Comment son état a-t-il changé avec le traitement ?
Au début, je m’identifiais à la maladie, mon esprit ne pouvait penser à rien d’autre. De plus, les médicaments ont créé ce que je décris dans le livre comme un “effet paradoxal”: ils ont exacerbé les symptômes de la maladie. J’avais des perceptions de plus en plus désespérées au fur et à mesure que je passais en revue mes blessures. Pendant de nombreuses années, j’ai été très malade.
Elle ne témoigne pas d’une grande confiance dans les thérapies traditionnelles.
Je précise que, si on n’a jamais travaillé sur soi, mieux vaut prendre conscience et se soigner avec la psychothérapie et les médicaments plutôt que rien. Mais, pour ce que j’ai vécu sur ma peau, ce n’était pas la voie de la guérison. L’attention s’est intensifiée sur les blessures, qui ne pouvaient être résolues qu’en thérapie, créant ainsi une sorte de dépendance.
La “guérison” du titre l’a plutôt trouvé en lui-même. Comment est-ce arrivé?
J’étais dans un état où j’essayais tout ce qui pouvait m’aider. Ainsi, par l’intermédiaire d’amis, j’ai été approché de la méditation, et ce fut le début d’un chemin de connaissance très important. Il s’agissait toujours de prendre conscience de ce qui m’avait blessé, mais, contrairement à la thérapie, cela venait du cœur et non de l’esprit.
L’un des tournants du livre est la gratitude.
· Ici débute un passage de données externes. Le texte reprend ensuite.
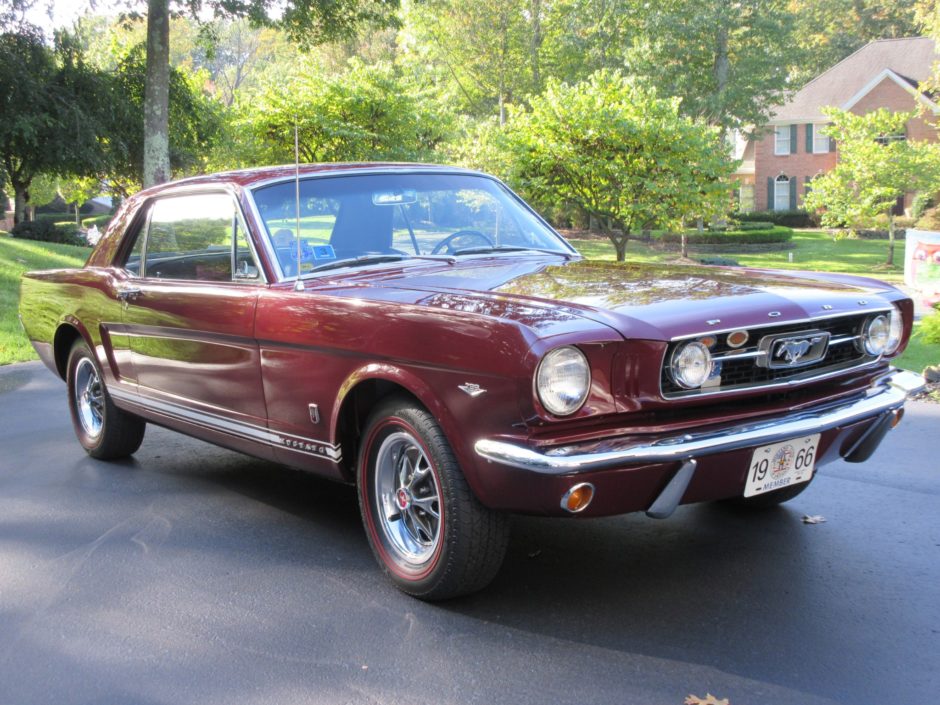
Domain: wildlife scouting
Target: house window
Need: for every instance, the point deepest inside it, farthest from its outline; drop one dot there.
(820, 139)
(782, 139)
(746, 198)
(782, 193)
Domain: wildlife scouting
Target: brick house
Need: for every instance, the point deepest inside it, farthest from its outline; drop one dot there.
(779, 161)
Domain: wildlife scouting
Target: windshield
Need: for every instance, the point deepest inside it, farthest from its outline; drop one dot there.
(356, 218)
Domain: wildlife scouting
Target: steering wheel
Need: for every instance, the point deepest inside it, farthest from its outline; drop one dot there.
(447, 241)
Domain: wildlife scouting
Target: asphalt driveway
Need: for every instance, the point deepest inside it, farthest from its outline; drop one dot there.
(196, 575)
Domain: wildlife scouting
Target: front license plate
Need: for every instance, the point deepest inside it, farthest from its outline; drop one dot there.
(780, 465)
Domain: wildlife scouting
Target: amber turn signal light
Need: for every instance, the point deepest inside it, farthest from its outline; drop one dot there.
(577, 498)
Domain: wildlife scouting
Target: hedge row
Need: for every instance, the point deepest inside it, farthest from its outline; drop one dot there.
(791, 219)
(772, 235)
(47, 231)
(100, 220)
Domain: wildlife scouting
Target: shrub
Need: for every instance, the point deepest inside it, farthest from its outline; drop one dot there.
(719, 261)
(46, 231)
(772, 235)
(798, 218)
(101, 221)
(930, 328)
(921, 202)
(930, 220)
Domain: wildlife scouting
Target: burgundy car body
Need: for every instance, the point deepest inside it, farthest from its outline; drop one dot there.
(289, 375)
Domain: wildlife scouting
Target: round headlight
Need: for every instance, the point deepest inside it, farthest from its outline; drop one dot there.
(563, 380)
(876, 335)
(691, 364)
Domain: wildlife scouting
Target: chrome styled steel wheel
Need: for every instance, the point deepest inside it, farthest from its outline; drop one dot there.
(105, 431)
(425, 526)
(409, 499)
(89, 397)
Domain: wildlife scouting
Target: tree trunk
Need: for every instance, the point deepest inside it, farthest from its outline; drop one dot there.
(157, 95)
(620, 245)
(722, 68)
(535, 47)
(20, 201)
(891, 238)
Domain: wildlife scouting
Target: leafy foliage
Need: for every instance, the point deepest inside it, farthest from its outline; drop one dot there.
(620, 153)
(875, 169)
(367, 113)
(46, 231)
(728, 61)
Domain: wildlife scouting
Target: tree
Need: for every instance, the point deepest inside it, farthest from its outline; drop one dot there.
(307, 21)
(367, 113)
(620, 153)
(48, 112)
(728, 61)
(489, 50)
(194, 124)
(877, 166)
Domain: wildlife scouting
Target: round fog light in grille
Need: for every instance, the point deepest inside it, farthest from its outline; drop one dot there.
(691, 364)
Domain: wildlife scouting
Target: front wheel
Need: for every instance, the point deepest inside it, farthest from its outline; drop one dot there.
(426, 528)
(105, 431)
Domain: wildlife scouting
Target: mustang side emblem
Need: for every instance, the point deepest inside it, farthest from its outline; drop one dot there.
(471, 388)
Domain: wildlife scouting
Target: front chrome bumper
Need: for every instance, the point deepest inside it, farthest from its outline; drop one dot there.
(886, 394)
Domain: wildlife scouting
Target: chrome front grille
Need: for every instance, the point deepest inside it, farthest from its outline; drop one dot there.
(749, 366)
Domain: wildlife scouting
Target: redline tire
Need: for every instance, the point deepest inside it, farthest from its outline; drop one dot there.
(104, 431)
(427, 530)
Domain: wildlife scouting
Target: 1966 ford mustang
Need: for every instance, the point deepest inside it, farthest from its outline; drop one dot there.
(420, 332)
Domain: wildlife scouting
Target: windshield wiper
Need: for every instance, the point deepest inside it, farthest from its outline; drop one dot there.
(506, 248)
(357, 261)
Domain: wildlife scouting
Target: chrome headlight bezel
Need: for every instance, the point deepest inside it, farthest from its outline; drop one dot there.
(881, 334)
(563, 380)
(691, 364)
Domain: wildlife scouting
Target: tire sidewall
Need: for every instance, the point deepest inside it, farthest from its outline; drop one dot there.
(412, 580)
(80, 351)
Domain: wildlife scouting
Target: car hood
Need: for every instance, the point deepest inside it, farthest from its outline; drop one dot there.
(645, 301)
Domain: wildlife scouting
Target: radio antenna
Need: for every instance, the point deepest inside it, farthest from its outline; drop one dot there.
(298, 283)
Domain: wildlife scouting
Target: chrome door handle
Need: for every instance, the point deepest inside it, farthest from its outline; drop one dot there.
(129, 292)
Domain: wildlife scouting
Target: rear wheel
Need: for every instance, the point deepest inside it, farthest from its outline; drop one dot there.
(104, 431)
(426, 528)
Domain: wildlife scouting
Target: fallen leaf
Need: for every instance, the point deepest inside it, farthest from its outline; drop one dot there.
(709, 700)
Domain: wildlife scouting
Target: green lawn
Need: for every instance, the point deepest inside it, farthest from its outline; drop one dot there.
(16, 257)
(811, 250)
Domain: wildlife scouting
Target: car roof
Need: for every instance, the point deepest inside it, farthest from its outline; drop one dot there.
(247, 178)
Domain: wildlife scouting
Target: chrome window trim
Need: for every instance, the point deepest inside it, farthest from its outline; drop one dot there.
(265, 238)
(196, 190)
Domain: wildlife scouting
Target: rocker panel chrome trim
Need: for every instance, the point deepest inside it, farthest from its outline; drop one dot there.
(240, 429)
Comment cela a-t-il fonctionné en elle ?
Tant que j’accordais une attention exclusive à la douleur, j’étais en manque et c’était mon regard sur les choses. Mais au moment où j’ai commencé à reconnaître ce qui était là et non ce qui manquait dans ma vie, était-ce aussi le ciel, une maison, l’air que je respirais et tenais pour acquis pendant que je souffrais, je suis passé à une plénitude sensorielle, même si la situation était la même. Et c’est incroyable : ne plus me sentir victime, m’amenant au niveau d’un sentiment de bonheur, le bonheur est vraiment venu aussi. Bien sûr, cela n’empêche pas les blessures de traverser.
Alors quelle était la fonction de la douleur dans ce bonheur aujourd’hui ?
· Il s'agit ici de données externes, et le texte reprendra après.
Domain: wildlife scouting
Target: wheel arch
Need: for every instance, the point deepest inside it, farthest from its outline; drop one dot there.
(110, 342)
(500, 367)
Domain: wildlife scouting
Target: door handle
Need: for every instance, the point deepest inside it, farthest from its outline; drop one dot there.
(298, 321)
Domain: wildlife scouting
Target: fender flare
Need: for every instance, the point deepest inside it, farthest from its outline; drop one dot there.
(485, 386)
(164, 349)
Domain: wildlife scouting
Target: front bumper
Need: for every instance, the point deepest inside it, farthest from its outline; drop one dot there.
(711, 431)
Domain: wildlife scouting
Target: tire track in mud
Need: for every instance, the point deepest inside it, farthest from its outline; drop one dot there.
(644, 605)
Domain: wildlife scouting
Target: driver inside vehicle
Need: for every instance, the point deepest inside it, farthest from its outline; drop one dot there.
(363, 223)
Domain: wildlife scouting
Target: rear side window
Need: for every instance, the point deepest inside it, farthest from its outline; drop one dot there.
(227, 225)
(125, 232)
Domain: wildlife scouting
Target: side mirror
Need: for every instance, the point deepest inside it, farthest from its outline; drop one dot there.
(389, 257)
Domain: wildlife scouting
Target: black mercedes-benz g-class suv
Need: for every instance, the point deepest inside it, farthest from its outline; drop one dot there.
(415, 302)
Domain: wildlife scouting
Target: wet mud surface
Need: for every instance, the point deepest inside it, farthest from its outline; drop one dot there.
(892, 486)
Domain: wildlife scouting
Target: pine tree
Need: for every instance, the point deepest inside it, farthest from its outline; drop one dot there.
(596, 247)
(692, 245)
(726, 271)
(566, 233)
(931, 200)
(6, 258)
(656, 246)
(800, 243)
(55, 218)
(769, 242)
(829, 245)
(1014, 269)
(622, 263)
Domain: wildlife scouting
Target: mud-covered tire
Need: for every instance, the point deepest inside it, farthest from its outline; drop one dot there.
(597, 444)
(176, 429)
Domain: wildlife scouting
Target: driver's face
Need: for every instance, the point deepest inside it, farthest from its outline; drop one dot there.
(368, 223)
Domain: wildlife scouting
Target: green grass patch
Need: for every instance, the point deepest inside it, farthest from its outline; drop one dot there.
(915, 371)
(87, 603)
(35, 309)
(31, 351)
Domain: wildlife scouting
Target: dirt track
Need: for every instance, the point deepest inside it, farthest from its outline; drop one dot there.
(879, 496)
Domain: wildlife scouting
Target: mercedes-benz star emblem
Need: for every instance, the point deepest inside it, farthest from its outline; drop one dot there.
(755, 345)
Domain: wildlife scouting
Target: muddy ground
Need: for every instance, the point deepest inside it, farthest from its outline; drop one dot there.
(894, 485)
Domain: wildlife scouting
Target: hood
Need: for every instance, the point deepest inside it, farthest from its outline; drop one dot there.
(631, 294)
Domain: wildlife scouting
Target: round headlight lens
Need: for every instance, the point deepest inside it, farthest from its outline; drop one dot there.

Les douleurs peuvent être nos meilleurs amis (des dragons qui contiennent des cadeaux, comme je les appelle dans le livre). Ils servent à nous montrer qu’un certain mode de vie n’est plus bon, c’est une invitation au changement. Dans mon cas, de la stabilité que les thérapeutes exigeaient à une vie plus libre : de Turin où j’étais à la Sardaigne où je vis maintenant et où je fais ce pour quoi je suis né : écrire. Ce n’est que dans notre société occidentale que la douleur est considérée comme une interruption de la vie. D’un point de vue plus oriental, et d’un point de vue de l’âme, c’est une étape nécessaire à notre évolution. Alors, si vous l’accueillez, si vous en prenez la responsabilité, il devient un guide, il s’adoucit.
Avez-vous alors suivi son « étincelle », comme vous l’appelez dans ces pages ?
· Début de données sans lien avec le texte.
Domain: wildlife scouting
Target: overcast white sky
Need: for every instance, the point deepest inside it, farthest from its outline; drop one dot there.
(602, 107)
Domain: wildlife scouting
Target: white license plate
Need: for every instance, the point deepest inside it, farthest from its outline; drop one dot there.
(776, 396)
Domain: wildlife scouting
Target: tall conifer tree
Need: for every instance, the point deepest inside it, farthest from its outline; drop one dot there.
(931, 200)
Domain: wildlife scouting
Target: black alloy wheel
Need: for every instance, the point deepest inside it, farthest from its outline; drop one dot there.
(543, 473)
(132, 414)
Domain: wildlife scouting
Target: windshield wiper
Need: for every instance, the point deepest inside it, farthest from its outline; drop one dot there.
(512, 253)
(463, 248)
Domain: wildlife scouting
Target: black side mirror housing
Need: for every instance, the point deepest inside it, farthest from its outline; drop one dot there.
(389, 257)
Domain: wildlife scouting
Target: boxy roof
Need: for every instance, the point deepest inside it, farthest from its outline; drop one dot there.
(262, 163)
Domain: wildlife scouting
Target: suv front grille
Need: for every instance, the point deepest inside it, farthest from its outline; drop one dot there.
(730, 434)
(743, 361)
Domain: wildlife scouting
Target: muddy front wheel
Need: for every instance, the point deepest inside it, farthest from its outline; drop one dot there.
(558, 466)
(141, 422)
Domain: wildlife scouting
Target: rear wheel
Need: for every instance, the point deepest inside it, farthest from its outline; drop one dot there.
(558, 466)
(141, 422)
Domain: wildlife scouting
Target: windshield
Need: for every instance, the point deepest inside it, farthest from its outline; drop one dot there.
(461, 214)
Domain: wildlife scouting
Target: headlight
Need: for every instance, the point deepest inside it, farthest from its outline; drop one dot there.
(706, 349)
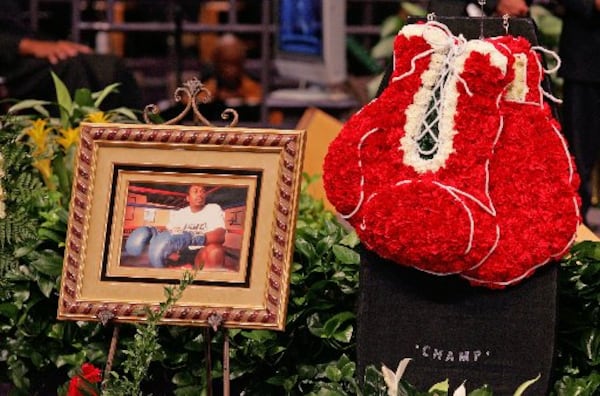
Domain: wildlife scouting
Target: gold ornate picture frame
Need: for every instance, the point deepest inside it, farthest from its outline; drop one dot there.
(130, 176)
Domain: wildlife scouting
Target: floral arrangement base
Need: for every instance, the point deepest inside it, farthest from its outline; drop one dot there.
(454, 331)
(448, 328)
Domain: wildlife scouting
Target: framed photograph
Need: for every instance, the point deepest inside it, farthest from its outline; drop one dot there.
(150, 202)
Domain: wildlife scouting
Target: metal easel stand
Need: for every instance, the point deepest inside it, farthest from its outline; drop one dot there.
(192, 91)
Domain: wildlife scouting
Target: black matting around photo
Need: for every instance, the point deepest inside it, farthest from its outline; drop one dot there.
(449, 329)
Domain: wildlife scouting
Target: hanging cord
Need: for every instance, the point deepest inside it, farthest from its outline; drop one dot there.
(550, 71)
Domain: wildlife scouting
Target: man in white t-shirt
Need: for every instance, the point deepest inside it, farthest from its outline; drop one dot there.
(195, 234)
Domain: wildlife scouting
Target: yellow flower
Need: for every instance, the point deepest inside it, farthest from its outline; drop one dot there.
(38, 133)
(45, 168)
(97, 116)
(68, 137)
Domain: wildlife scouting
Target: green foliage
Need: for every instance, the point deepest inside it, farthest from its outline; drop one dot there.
(145, 347)
(578, 362)
(315, 355)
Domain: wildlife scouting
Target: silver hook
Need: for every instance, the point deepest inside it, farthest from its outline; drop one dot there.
(481, 4)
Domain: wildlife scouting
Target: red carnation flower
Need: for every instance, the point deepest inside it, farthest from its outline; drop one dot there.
(459, 164)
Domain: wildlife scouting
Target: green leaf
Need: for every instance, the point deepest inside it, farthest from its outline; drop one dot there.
(83, 97)
(333, 373)
(64, 100)
(9, 310)
(74, 359)
(526, 384)
(30, 104)
(101, 95)
(125, 112)
(351, 240)
(48, 264)
(346, 255)
(483, 391)
(390, 26)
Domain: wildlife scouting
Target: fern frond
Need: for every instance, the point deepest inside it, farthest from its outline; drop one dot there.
(8, 262)
(17, 227)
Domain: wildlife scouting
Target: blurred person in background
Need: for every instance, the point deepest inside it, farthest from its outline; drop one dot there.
(580, 55)
(27, 57)
(472, 8)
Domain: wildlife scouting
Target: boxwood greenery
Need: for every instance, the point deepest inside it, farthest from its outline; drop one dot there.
(315, 355)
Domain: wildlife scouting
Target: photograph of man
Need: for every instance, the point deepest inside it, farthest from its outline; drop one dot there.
(194, 235)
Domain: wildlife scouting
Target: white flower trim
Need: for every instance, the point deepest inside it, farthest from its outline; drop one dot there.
(415, 113)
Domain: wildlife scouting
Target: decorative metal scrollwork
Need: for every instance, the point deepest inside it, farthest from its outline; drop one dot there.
(189, 93)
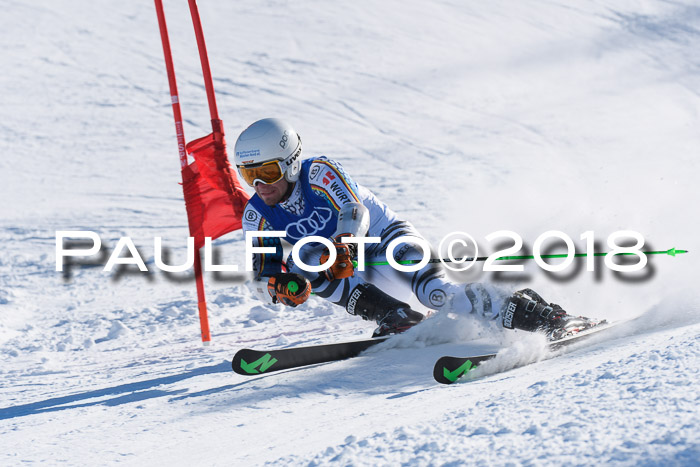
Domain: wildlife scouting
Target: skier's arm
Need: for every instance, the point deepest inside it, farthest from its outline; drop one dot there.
(353, 221)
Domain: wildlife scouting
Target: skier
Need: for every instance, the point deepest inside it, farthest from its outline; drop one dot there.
(317, 197)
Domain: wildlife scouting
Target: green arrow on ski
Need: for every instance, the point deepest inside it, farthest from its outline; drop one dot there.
(265, 362)
(456, 374)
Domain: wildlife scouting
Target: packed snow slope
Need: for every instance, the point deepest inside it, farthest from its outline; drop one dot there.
(527, 116)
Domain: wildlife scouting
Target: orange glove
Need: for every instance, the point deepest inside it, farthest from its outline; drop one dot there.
(342, 267)
(288, 288)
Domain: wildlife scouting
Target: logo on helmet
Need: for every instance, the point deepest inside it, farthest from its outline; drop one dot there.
(285, 138)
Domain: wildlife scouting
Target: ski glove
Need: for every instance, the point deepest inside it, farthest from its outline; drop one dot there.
(288, 288)
(342, 267)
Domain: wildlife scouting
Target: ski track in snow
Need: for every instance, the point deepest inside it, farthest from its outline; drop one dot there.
(480, 117)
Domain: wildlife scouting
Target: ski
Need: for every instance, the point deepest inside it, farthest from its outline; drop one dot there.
(448, 370)
(251, 362)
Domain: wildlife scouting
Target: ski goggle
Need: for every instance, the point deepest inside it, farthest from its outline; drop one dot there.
(268, 172)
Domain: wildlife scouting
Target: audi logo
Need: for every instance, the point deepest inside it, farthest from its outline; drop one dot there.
(312, 225)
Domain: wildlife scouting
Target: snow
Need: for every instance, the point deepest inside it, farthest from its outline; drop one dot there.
(525, 116)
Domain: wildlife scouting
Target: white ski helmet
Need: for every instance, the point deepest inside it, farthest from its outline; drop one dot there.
(266, 140)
Notre âme rayonne si nous trouvons le courage de nous suivre, c’est-à-dire de faire, au-delà des modèles sociaux, ce pour quoi nous sommes venus ici. Et cela donne un sens immédiat à toutes les étapes qui ont eu lieu.
Et puis il y a la cure d’amour.
Oui, ce qui pour moi est aussi lié au retour à la nature. Un sentiment d’expansion, d’appartenance à la création, pas seulement à l’amour romantique ; mais il est surprenant de voir comment, une fois que vous vous reconnectez à l’amour, la vie vous répond en vous apportant l’amour à son tour. Je crois que ce serait ce que nous devrions cultiver en ces temps tristes. Chacun faisant sa part, élevant la vibration dans le morceau du monde qui nous entoure.